When I was growing up, my mother would always make me eat a bowl of chicken soup whenever I was sick. She would open a can, heat it on the stovetop and serve it to me with saltine crackers. I can’t remember if the soup ever made me feel better or not and I don’t recall it being particularly good. I just know that I always associated chicken soup with being sick. 

As a result, I always viewed chicken soup as more of a medicine than as a food to be enjoyed. 

Until I became the Foursquare Mayor of a Mexican restaurant. 

When El Ranchero opened up just a few blocks from our house, it became our go-to place to eat whenever we didn’t feel like cooking. We probably eat there about twice a week (when I’m in town). 
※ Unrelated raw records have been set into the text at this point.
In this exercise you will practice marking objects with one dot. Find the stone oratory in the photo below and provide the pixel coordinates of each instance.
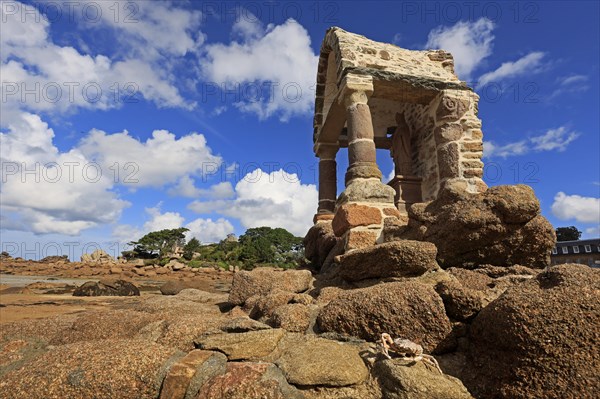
(373, 95)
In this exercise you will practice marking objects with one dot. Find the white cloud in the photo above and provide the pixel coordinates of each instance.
(162, 221)
(160, 160)
(554, 139)
(208, 231)
(208, 206)
(279, 55)
(570, 84)
(572, 79)
(469, 42)
(46, 191)
(275, 199)
(528, 64)
(493, 150)
(150, 30)
(582, 209)
(185, 188)
(593, 231)
(61, 79)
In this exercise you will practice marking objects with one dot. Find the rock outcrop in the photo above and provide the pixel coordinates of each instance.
(318, 244)
(405, 379)
(404, 309)
(540, 339)
(393, 259)
(98, 256)
(261, 281)
(501, 226)
(108, 288)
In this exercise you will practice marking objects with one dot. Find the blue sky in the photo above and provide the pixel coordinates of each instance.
(119, 118)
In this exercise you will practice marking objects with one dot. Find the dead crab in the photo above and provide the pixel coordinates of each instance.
(407, 350)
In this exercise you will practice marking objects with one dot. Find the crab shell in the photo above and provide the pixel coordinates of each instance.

Several years ago, I was suffering from a sinus infection and a scratchy throat. I really didn’t have much of an appetite but I knew I needed something to eat, so for the first time, I ordered El Ranchero’s chicken tortilla soup. It was the best soup I had ever eaten! I can’t say if the soup had any healing properties, but I can say that it was memorable enough that I wanted it again. 
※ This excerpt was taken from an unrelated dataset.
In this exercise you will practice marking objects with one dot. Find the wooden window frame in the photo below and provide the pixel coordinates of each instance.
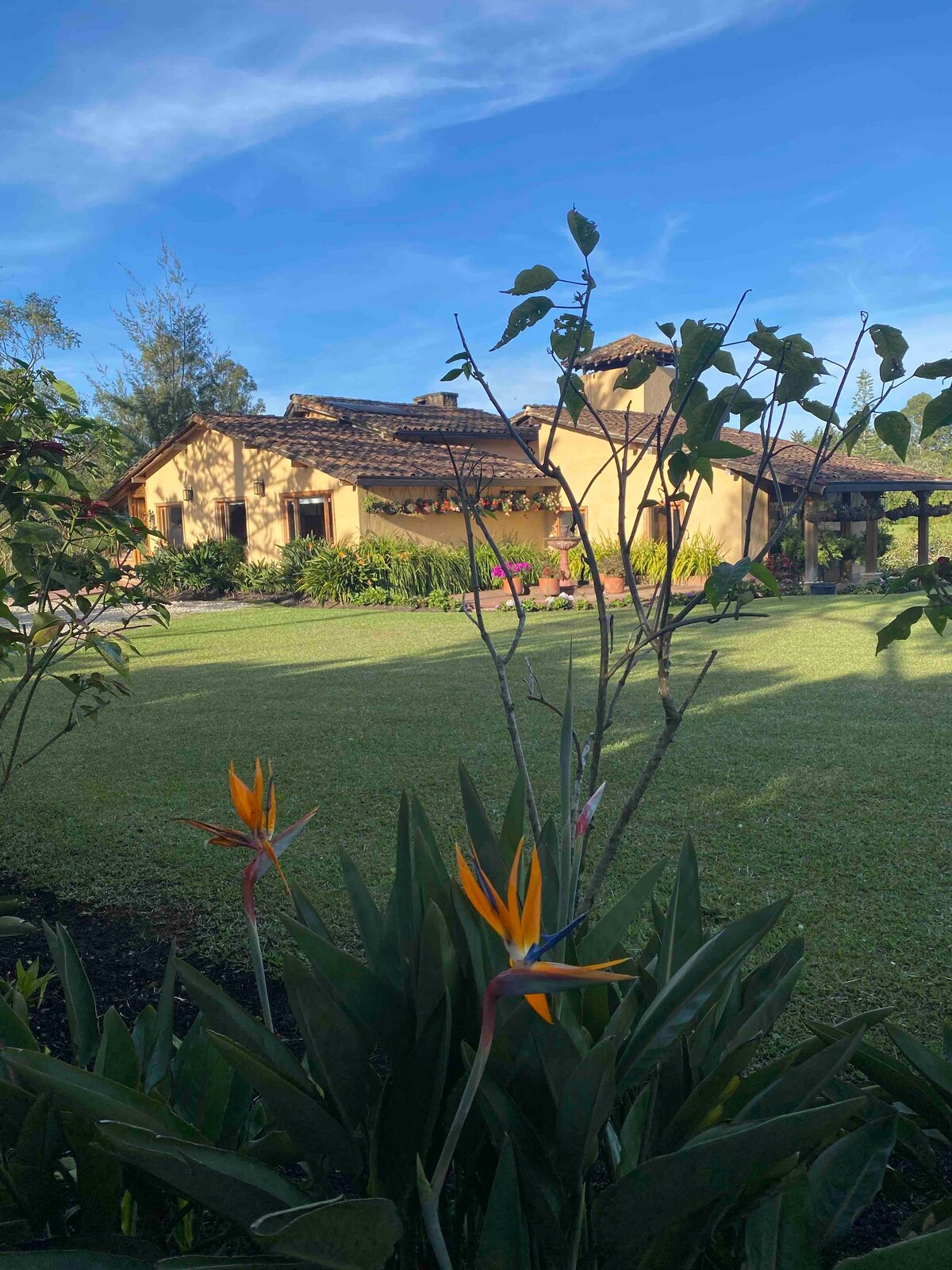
(295, 497)
(163, 520)
(221, 516)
Being a foodie, I felt compelled to experiment at home with the ingredients that I thought was in the soup so I could make it for myself. After a few tries, I finally perfected it. In fact, I like my version a little better than El Ranchero’s (please don’t tell ‘em). Now it has become one of our go-to dishes for entertaining, watching football, and of course, for any time we’re feeling under the weather. 

INGREDIENTS

2 chicken breasts
2 quarts of chicken broth
1 chicken foot (optional – for good luck)
4 diced tomatoes
2 diced onions
2 diced jalapenos (optional – for extra heat)
4 limes
8 sprigs of fresh cilantro (chopped)
2 avocados (thinly sliced wedges)
4 corn tortillas
corn oil or canola oil
salt & pepper to taste

SOUP DIRECTIONS

  1. In a large pot, simmer the chicken breast in the chicken broth for about 5 minutes
  2. Remove the breast from the broth
  3. Reduce to medium heat, add tomatoes and onions & optional jalapenos
  4. Shred the chicken breasts and return to the pot
  5. Add salt, pepper and the juice of 4 limes
  6. Let the soup cook for about 20 minutes
  7. Top with cilantro and avocados
  8. Add tortilla to each individual serving to maintain some crunchiness
  9. Just for fun, I’ll sometimes throw in a chicken foot whenever we’re entertaining guest

Tortilla Strips Directions

  1. Slice tortillas into thin strips.
  2. Pan fry in canola or corn oil until crispy
  3. Remove and place on paper towel to absorb excess oil
  4. Salt to taste

What’s your favorite way to prepare chicken?